Saturday, June 22, 2013

Goop 2: An Evolving Recipe for Pepper Steak

June 16, 2013

Menu
Goop over steamed rice


Recipe


My mom cooked without recipes. Diane's mom cooks without recipes.  Diane cooks without recipes. I cook without recipes, except for the Sunday dinners and desserts that I write about here. Most people who cook every day meals probably do so without recipes. They may start with a recipe, perhaps using it only as a guideline, adjusting it to fit the season, pantry contents, and family tastes. If the recipe is popular it is made regularly, soon the cook needs no written directions at all, and the recipe evolves. It improves as failed variations are discarded in favor of those that work. My mom was a very good cook and my dad would say the spaghetti sauce, for example, was never the same twice. Before she died, my sisters went to great efforts to record ingredients and instructions so her recipes would not be completely lost when we lost her.

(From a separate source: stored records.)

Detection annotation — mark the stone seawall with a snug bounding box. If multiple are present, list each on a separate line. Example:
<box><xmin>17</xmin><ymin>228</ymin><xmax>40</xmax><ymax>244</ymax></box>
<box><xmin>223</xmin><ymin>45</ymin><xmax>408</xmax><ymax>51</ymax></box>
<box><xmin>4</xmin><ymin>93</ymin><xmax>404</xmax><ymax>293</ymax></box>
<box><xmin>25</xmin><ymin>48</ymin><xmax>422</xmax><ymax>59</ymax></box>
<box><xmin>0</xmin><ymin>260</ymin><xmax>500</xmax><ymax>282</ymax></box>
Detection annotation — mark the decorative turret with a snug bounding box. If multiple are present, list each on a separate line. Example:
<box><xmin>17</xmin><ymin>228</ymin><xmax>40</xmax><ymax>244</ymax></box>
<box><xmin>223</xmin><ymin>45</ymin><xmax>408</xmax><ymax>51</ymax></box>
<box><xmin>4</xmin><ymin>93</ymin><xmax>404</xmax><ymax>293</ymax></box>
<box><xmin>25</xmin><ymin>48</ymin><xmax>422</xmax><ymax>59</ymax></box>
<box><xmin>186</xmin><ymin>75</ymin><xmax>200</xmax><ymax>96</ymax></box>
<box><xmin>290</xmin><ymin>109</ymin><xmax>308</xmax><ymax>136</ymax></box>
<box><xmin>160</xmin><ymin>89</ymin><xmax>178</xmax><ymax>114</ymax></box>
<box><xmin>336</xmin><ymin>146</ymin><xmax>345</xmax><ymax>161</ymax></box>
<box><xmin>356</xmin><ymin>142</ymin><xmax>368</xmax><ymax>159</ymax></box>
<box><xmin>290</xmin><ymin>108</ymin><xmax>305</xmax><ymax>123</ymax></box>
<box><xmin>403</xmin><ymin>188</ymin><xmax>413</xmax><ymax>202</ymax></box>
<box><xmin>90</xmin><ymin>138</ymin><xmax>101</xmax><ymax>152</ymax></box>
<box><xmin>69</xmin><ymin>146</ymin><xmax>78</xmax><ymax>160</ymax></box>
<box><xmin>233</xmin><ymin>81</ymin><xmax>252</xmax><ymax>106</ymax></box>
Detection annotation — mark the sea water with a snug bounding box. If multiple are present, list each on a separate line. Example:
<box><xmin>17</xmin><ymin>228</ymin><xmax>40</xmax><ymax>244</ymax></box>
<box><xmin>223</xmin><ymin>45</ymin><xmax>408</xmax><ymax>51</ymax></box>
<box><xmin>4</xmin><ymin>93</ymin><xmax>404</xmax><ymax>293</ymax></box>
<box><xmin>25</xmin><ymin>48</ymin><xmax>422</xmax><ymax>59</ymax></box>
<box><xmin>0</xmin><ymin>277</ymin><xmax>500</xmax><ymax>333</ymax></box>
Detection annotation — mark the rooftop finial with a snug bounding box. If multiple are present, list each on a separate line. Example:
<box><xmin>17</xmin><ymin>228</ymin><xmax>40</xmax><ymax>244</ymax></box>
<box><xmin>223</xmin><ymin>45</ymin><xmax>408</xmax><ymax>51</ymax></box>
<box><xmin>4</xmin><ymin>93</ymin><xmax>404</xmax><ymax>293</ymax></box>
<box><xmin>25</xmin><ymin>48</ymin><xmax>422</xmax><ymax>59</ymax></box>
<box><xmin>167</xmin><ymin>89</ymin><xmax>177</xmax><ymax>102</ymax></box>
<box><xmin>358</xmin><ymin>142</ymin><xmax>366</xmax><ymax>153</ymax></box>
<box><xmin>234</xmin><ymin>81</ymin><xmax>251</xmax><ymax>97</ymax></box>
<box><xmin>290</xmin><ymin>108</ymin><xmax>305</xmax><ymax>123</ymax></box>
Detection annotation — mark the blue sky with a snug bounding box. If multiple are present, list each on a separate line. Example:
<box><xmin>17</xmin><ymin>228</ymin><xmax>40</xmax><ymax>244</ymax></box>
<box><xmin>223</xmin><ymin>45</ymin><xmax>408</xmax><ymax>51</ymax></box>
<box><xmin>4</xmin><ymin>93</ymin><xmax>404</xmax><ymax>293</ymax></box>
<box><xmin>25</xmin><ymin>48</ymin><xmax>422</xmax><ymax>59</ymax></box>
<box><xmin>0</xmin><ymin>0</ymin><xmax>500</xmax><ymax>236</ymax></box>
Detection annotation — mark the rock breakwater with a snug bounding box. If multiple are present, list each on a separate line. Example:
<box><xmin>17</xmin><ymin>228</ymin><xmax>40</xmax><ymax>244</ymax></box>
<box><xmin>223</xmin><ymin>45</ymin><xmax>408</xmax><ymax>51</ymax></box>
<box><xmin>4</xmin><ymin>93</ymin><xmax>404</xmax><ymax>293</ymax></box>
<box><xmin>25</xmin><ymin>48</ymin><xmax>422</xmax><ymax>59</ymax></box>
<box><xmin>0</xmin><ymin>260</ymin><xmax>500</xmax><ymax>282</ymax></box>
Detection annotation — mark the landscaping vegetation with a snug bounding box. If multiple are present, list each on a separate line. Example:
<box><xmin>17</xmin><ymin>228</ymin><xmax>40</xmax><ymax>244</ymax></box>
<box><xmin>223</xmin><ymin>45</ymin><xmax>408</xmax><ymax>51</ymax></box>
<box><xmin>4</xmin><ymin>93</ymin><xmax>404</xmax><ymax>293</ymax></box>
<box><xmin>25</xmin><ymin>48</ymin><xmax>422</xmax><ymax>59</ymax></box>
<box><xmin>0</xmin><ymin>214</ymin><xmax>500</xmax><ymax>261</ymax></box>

This is the story of a recipe and my first attempt to duplicate it and record instructions so others can enjoy it. The dish is called goop. It comes from Diane who got it from her mother, Delphine. Delphine says the recipe goes back about 50 years, when they were living in Los Angeles. A friend, Glenn Hess, was the Sunday School teacher for young married couples. She liked something that she was served at a restaurant, she analyzed it, and came up with what she called "goop". Delphine thinks of it as a pepper steak.


Diane has a recipe card–old, beaten up, stained, hard to read–which served as my starting point. That plus Diane's knowledge and experience with the recipe. Like many home recipes, it lacks precision and detail. This is "Goop 1". 
Laminated steak
   brown beef seasoned with garlic salt (powder + salt)
1 can mushroom pieces (save juice)
Add 4 onions
  1 green pepper
  4 stalks celery
  ½ teaspoon chili powder
  ¼ teaspoon allspice
  2 tablespoons sugar
  Worcestershire sauce
  Tabasco sauce
  1# can tomatoes
  Mushroom juice
  Salt
  Pepper
Serve over rice
My favorite part of this dish is the sauce. It soaks into the rice and gives it a delightful, savory flavor. It's has a hint of heat but it's the allspice that provides its unique character. The tomatoes, pepper, and onions are cooked down so they are sweet and tender. One of Diane's favorite modifications is to use frozen bell peppers; they come in assorted colors which adds to the visual appeal of the dish, as well as being convenient to keep on hand.

We don't know what "laminated steak" is. I found a reference to a product by this name produced by  a since defunct Southern California company, but Delphine thinks it just means the meat is sliced very thin.


Working with Diane, I came up with the recipe ("Goop 2") which I have recorded so you can try it, too. To be frank, it is not as good as what Diane has made for me many times. The meat was not cut correctly and the sauce did not have the distinctive flavor that I am so fond of. It was far from being a total failure, though, and a good start to developing a good goop recipe. The balance of steak and vegetables was correct even though the original recipe doesn't say how much meat to use.

I will make it again, maybe sooner rather than later, while the memories are fresh. Here are some of the changes that we'll consider for Goop 3:
  • Cut the meat into smaller pieces. They should be thin strips instead of squares. This piece of beef should have been cut parallel to the counter so the two halves are ¼–½-inch thick, and then sliced across the grain into ¼-inch slices that are long and skinny. We should try very thin slices, too.
  • The amount of heat was good but the flavor of the hot sauce overwhelmed the allspice. Decrease the hot sauce to ⅛ teaspoon, or eliminate it entirely, and increase the allspice to 1 teaspoon (though that seems like a lot).
  • Brown the meat in two batches, the pan was too crowded and the meat stewed rather than browned.
  • Use fresh garlic in place of the garlic salt.
I hope that it won't take too many iterations before I have a recipe that you can use to duplicate what Diane serves to me. (If you try it now or have suggestions, I would love to hear from you! You can use the comments form at the bottom of this post.)  If you find you like it enough to prepare it often, its continuing evolution will then be up to you. It will continue to change and evolve and adapt to the tastes of your family. And it will be good.